Kindu : le bilan de 11 jours du couvre-feu exigé

Vue aérienne d'un espace public aménagé à Kindu, photo tiers

L'embarras y règne depuis ce lundi 19 juillet dans le chef de la population de la ville de Kindu, capitale du Maniema. À la base, le silence des autorités provinciales du Maniema après l'expiration ce lundi 19 juillet de la mesure du couvre-feu décrété d'abord pour 4 jours le 08 juillet, puis prolongé le 12 juillet pour une semaine. Aucune communication faite jusque-là par le gouvernement provincial. Difficile de savoir si le couvre-feu se poursuit ou pas. Cette situation inquiète les activistes des droits de l'homme et les organisations de la société civile.

C'est le cas de la Nouvelle dynamique de la société civile, NDSCI-Maniema. Dans une interview accordée à election-net-com ce mardi 20 juillet le Président provincial de cette organisation citoyenne fustige ce silence coupable de l'exécutif provincial et l'appelle à rendre compte à la population.

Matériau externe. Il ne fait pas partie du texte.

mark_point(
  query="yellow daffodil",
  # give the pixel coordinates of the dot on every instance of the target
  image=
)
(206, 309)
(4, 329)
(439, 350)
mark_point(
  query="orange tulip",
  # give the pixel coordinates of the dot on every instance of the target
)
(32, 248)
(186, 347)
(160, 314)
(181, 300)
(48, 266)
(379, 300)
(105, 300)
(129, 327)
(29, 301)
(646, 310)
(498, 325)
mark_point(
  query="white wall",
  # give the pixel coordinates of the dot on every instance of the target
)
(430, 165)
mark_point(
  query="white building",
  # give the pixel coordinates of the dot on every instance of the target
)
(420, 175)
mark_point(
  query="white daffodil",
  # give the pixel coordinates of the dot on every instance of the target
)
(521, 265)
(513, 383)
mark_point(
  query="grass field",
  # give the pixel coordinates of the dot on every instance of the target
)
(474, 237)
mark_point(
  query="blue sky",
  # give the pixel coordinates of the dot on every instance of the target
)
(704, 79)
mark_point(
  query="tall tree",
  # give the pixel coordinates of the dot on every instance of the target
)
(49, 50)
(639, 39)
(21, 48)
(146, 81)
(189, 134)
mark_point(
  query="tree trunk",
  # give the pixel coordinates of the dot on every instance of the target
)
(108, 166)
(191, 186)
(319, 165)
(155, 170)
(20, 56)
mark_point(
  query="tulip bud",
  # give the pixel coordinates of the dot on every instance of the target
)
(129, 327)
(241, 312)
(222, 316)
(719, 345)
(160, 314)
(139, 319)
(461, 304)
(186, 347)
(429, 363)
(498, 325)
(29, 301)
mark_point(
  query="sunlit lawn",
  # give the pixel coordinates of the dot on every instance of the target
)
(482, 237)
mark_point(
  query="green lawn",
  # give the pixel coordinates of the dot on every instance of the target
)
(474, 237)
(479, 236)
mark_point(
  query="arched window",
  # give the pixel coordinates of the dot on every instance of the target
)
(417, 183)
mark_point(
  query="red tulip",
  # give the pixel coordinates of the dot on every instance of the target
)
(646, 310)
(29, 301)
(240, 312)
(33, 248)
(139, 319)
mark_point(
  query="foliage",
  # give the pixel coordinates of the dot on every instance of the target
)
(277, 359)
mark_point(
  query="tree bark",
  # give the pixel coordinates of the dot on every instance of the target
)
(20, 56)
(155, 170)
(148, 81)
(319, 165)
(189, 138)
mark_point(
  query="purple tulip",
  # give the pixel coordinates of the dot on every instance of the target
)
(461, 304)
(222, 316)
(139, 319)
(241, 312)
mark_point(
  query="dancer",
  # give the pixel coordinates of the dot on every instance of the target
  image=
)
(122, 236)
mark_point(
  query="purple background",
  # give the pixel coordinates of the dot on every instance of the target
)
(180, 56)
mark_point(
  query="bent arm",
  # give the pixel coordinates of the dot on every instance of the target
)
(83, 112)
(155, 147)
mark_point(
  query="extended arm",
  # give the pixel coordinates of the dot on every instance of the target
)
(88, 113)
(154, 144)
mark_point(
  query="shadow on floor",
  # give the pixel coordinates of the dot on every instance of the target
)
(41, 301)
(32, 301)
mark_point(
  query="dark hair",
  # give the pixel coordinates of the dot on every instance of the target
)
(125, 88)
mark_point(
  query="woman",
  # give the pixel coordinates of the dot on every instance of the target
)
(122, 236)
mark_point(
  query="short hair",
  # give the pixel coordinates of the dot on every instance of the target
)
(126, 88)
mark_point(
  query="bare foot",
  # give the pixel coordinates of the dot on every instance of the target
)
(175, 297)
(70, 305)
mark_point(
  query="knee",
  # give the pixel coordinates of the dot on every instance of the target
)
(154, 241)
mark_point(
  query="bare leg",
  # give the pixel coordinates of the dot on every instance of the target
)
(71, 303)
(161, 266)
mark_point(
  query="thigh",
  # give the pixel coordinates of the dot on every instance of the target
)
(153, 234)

" Depuis 11 jours la population Kindusienne a été soumise à un régime inhabituel, celui de couvre-feu. Et nous nous avons dit que c'était une mesure prise par surprise, avec précipitation. Le délai a expiré, on attend du gouvernement provincial une communication concernant cette mesure, mais rien n'a été fait. Voilà pourquoi nous de la Nouvelle dynamique de la société civile, nous appellons les autorités qui ont pris cette décision à nous présenter le bilan des activités menées pendant cette période de 11 jours. Parceque jusqu'au jour d'aujourd'hui, la population est entrain de décrier un tel comportement de la part des autorités qui ont pris cette mesure sans que la population soit avisée en avance", a déclaré Maître Michel Kasonda, Président provincial de la Nouvelle dynamique de la société civile.

Pour lui, plusieurs dérapages ont émaillé l'application de ce couvre-feu.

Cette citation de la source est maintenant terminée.